Hungarian subsidiaries of the German subsidiaries of Austrian subsidiaries of Italian banks (honest), and many other EU banks, leant enormous amounts of money to mortgages denominated in Swiss Francs and Euros. Of course, as we have discussed in this column many times, when the financial crisis hit, the Forint and other Central and Eastern currencies collapsed and the Swiss Franc rocketed in value (and the Euro far from collapsed), meaning that people paying in Florin suddenly had massive increases in their real term Mortgage payments. Even now, years down the lines, foreign currency mortgages are valued at the equivalent of 12% of Hungary’s GDP and 20% of these are delinquent.
Still, the situation could have been much worse. The Hungarian government has not simply accepted the position. Banks argue they did nothing wrong, people borrowed to gain access to low interest rates which they have received. The Government of Hungary argues that the banks did not make it plain what the risks were. The banks’ arguments that they followed the rules makes little sense, what did the banks think was going to happen if there was a change in exchange risk?
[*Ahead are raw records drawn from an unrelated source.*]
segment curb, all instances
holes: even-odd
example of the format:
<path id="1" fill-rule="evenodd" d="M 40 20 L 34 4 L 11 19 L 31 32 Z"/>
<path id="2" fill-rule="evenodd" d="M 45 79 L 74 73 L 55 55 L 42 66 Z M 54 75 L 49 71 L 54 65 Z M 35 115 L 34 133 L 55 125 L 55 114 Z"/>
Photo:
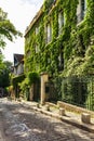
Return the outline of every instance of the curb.
<path id="1" fill-rule="evenodd" d="M 44 115 L 54 117 L 56 119 L 59 119 L 59 120 L 62 120 L 62 121 L 64 121 L 66 124 L 76 126 L 76 127 L 78 127 L 80 129 L 83 129 L 85 131 L 94 133 L 94 125 L 92 125 L 92 124 L 80 123 L 80 121 L 73 120 L 73 119 L 71 119 L 71 118 L 69 118 L 67 116 L 59 116 L 58 114 L 54 114 L 54 113 L 52 113 L 50 111 L 44 111 L 44 110 L 41 110 L 41 108 L 38 108 L 38 107 L 32 107 L 32 106 L 28 105 L 25 102 L 21 103 L 21 105 L 26 106 L 26 107 L 31 108 L 31 110 L 35 110 L 37 112 L 40 112 L 40 113 L 42 113 Z"/>

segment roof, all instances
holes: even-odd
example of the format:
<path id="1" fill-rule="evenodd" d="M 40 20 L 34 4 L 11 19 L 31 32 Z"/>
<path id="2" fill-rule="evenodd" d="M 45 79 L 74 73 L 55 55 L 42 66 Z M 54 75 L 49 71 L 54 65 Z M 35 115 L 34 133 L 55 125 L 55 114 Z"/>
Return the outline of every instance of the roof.
<path id="1" fill-rule="evenodd" d="M 25 30 L 25 36 L 28 34 L 28 31 L 31 29 L 31 27 L 35 25 L 35 23 L 39 20 L 39 17 L 42 15 L 43 13 L 43 5 L 40 8 L 40 10 L 37 12 L 36 16 L 32 18 L 32 21 L 30 22 L 30 25 L 26 28 Z"/>

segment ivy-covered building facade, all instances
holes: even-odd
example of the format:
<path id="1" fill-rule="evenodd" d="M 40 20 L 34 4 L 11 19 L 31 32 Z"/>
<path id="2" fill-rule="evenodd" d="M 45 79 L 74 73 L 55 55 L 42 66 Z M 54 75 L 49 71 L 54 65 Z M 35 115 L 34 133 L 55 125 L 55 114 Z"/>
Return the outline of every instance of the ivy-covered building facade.
<path id="1" fill-rule="evenodd" d="M 93 75 L 93 0 L 45 0 L 25 31 L 25 73 Z"/>

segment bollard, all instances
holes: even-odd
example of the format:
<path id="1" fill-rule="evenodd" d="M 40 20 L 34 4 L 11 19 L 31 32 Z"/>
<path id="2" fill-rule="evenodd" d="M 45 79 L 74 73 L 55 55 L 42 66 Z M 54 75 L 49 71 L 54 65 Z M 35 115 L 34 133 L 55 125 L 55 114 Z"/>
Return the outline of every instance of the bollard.
<path id="1" fill-rule="evenodd" d="M 50 106 L 49 106 L 49 105 L 45 105 L 45 106 L 44 106 L 44 110 L 45 110 L 45 111 L 50 111 Z"/>
<path id="2" fill-rule="evenodd" d="M 85 124 L 90 124 L 91 123 L 91 115 L 88 113 L 82 113 L 81 114 L 81 120 Z"/>
<path id="3" fill-rule="evenodd" d="M 37 103 L 37 105 L 36 105 L 38 108 L 39 108 L 39 103 Z"/>
<path id="4" fill-rule="evenodd" d="M 64 115 L 65 115 L 65 108 L 63 108 L 63 107 L 59 108 L 59 115 L 61 115 L 61 116 L 64 116 Z"/>

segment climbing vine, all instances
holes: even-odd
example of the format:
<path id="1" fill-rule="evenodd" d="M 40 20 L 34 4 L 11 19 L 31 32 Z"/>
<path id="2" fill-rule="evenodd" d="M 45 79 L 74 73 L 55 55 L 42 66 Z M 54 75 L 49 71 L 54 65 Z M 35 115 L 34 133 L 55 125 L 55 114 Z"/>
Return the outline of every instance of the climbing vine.
<path id="1" fill-rule="evenodd" d="M 51 76 L 57 76 L 58 56 L 62 52 L 64 69 L 61 74 L 63 76 L 89 74 L 94 63 L 94 1 L 86 0 L 85 16 L 79 25 L 77 24 L 78 3 L 79 0 L 44 1 L 40 10 L 40 18 L 25 35 L 25 69 L 37 73 L 48 72 Z M 64 13 L 65 24 L 58 36 L 58 12 L 61 11 Z M 46 43 L 45 30 L 48 23 L 52 27 L 52 40 L 49 43 Z M 39 27 L 37 35 L 36 27 Z M 37 47 L 38 52 L 36 52 Z"/>

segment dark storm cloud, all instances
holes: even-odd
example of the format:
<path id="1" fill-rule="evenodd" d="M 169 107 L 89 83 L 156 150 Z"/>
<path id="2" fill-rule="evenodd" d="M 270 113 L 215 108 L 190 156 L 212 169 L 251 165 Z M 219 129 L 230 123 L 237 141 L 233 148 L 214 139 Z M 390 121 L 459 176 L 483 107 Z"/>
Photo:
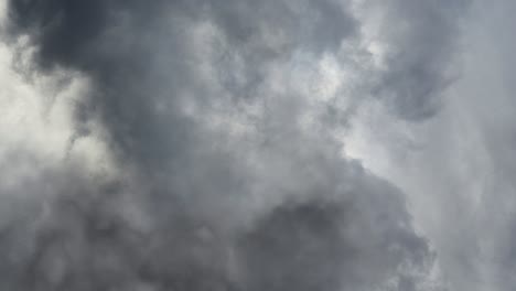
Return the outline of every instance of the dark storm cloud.
<path id="1" fill-rule="evenodd" d="M 469 0 L 372 1 L 381 7 L 380 33 L 387 40 L 386 72 L 378 95 L 411 120 L 432 116 L 442 93 L 458 77 L 453 57 L 459 23 Z"/>
<path id="2" fill-rule="evenodd" d="M 379 9 L 397 50 L 378 94 L 420 117 L 441 87 L 453 19 L 422 1 Z M 2 288 L 423 288 L 434 254 L 402 194 L 343 159 L 327 131 L 304 129 L 309 100 L 273 86 L 295 56 L 318 62 L 359 41 L 351 2 L 11 0 L 9 17 L 39 72 L 89 78 L 77 134 L 98 118 L 130 177 L 106 186 L 76 164 L 42 171 L 31 183 L 50 185 L 50 203 L 2 233 L 2 252 L 17 254 L 0 266 Z M 251 133 L 234 136 L 237 121 Z"/>

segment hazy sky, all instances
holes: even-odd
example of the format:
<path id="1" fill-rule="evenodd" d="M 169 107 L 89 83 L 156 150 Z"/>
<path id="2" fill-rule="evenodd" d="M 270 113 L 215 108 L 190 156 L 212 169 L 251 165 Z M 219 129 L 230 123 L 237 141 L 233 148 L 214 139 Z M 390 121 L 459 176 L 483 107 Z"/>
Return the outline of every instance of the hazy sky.
<path id="1" fill-rule="evenodd" d="M 0 0 L 0 290 L 516 289 L 515 12 Z"/>

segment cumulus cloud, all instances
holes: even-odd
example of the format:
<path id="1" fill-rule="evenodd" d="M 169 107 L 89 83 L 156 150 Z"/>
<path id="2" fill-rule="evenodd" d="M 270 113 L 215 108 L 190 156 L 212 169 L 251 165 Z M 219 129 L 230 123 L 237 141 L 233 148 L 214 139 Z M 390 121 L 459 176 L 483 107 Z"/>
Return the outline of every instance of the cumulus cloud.
<path id="1" fill-rule="evenodd" d="M 445 290 L 405 193 L 341 136 L 365 100 L 436 112 L 465 7 L 8 1 L 17 72 L 60 93 L 37 108 L 73 101 L 55 157 L 2 148 L 2 173 L 43 164 L 4 195 L 2 288 Z"/>

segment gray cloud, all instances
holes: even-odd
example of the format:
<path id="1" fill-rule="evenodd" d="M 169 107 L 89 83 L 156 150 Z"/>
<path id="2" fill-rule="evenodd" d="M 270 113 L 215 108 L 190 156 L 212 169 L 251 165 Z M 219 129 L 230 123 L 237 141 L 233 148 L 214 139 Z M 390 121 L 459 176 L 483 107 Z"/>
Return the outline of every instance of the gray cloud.
<path id="1" fill-rule="evenodd" d="M 384 69 L 351 1 L 9 1 L 9 37 L 35 50 L 26 69 L 90 82 L 76 137 L 99 121 L 123 174 L 69 159 L 10 190 L 47 185 L 2 228 L 2 288 L 426 290 L 436 254 L 404 194 L 342 157 L 301 82 L 327 55 L 345 64 L 348 44 L 370 73 L 350 98 L 428 117 L 456 3 L 367 2 L 384 13 Z"/>

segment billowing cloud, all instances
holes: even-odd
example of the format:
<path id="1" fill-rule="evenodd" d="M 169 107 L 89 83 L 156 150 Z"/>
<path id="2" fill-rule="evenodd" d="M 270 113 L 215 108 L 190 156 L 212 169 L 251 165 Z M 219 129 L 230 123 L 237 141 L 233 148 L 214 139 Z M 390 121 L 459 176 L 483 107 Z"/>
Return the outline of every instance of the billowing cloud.
<path id="1" fill-rule="evenodd" d="M 404 192 L 342 132 L 365 100 L 436 112 L 465 7 L 9 1 L 15 68 L 54 80 L 43 107 L 73 103 L 62 155 L 1 151 L 2 173 L 43 164 L 6 187 L 2 288 L 445 290 Z"/>

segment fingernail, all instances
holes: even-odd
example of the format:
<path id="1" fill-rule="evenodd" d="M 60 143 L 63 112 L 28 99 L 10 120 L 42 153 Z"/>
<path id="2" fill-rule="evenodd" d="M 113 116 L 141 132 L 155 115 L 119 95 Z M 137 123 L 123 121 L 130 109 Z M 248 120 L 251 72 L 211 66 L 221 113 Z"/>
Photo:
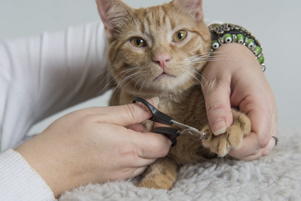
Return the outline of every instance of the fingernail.
<path id="1" fill-rule="evenodd" d="M 212 132 L 215 135 L 217 135 L 225 132 L 227 128 L 225 119 L 218 119 L 215 120 L 212 124 Z"/>
<path id="2" fill-rule="evenodd" d="M 159 102 L 160 102 L 160 98 L 157 96 L 156 96 L 156 97 L 152 98 L 152 99 L 153 99 L 153 101 L 154 101 L 154 105 L 153 105 L 156 107 L 157 107 L 158 104 L 159 104 Z"/>

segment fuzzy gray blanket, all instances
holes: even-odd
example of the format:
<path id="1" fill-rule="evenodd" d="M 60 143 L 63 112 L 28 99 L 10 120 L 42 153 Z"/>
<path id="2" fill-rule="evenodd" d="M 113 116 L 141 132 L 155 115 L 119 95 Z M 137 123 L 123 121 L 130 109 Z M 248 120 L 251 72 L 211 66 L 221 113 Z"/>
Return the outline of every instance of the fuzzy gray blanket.
<path id="1" fill-rule="evenodd" d="M 135 179 L 89 184 L 63 200 L 301 200 L 301 129 L 280 131 L 268 156 L 246 162 L 212 160 L 180 169 L 172 189 L 138 188 Z"/>

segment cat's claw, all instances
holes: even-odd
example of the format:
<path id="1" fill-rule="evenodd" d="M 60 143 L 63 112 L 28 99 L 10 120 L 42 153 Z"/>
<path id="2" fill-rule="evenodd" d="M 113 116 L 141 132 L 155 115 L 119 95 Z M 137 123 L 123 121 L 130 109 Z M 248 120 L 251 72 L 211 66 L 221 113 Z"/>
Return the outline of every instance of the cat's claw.
<path id="1" fill-rule="evenodd" d="M 223 134 L 215 136 L 211 132 L 209 125 L 202 130 L 206 132 L 208 138 L 203 140 L 202 144 L 220 157 L 227 154 L 230 150 L 236 150 L 241 146 L 243 138 L 251 132 L 251 121 L 244 114 L 236 109 L 232 109 L 233 122 Z"/>

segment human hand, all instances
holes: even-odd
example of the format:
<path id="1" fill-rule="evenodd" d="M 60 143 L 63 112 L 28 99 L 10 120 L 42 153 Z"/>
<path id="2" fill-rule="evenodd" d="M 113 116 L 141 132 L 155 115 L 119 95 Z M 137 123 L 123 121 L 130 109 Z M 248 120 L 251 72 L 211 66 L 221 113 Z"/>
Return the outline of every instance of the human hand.
<path id="1" fill-rule="evenodd" d="M 157 107 L 159 100 L 148 101 Z M 80 185 L 127 179 L 166 156 L 171 145 L 163 135 L 124 127 L 151 115 L 138 104 L 78 110 L 58 119 L 15 150 L 56 197 Z"/>
<path id="2" fill-rule="evenodd" d="M 244 138 L 241 148 L 229 154 L 251 160 L 268 155 L 274 148 L 278 114 L 274 95 L 258 61 L 244 45 L 225 44 L 215 56 L 224 60 L 209 62 L 202 82 L 209 125 L 221 134 L 233 122 L 231 107 L 239 107 L 251 121 L 251 133 Z M 224 119 L 225 121 L 223 119 Z"/>

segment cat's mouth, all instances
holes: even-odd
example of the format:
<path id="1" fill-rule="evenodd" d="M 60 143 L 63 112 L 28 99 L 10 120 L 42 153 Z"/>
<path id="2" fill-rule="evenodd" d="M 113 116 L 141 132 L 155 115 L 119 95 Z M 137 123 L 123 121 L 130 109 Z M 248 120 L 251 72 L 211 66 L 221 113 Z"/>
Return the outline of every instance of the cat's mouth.
<path id="1" fill-rule="evenodd" d="M 168 73 L 166 73 L 165 72 L 163 72 L 162 73 L 161 73 L 160 75 L 159 75 L 158 77 L 156 78 L 155 79 L 155 80 L 157 79 L 160 79 L 163 78 L 167 78 L 167 77 L 171 77 L 171 78 L 175 78 L 175 77 L 173 76 L 172 76 L 170 74 L 169 74 Z"/>

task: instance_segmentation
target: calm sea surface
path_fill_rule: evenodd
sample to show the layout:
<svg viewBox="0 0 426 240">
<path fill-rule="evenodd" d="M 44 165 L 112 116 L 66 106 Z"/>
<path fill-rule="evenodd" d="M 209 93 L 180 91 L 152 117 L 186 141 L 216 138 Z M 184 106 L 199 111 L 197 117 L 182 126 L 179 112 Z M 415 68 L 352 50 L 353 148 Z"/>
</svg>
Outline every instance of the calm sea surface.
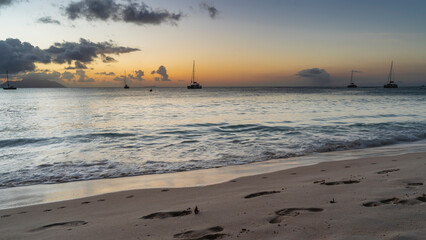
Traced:
<svg viewBox="0 0 426 240">
<path fill-rule="evenodd" d="M 18 89 L 0 112 L 0 188 L 426 139 L 425 88 Z"/>
</svg>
It was bound to lead to defaults which would hurt their shareholders as well as the customers. Certainly the managers of the time ignored the best interest of everyone involved except, maybe, themselves.
In 2011 the Hungarian government allowed people with such mortgages to pay them off at an artificially low exchange rate. This did not work out too well as the only people in a position to payoff these mortgages were the wealthy who were not in potential default and the impact led to further deterioration in the value Forint, creating more problems for those unable to afford to pay off these mortgages and sparking a second deep recession. On Wednesday (24 July 2013) the parliament began to debate further measures, such as ruling that exchange rate changes cannot be calculated in changes to interest and capital payment, though how this would work was not determined.
Banks are in uproar about it. I can’t help but think the problem lies more with them than anywhere else.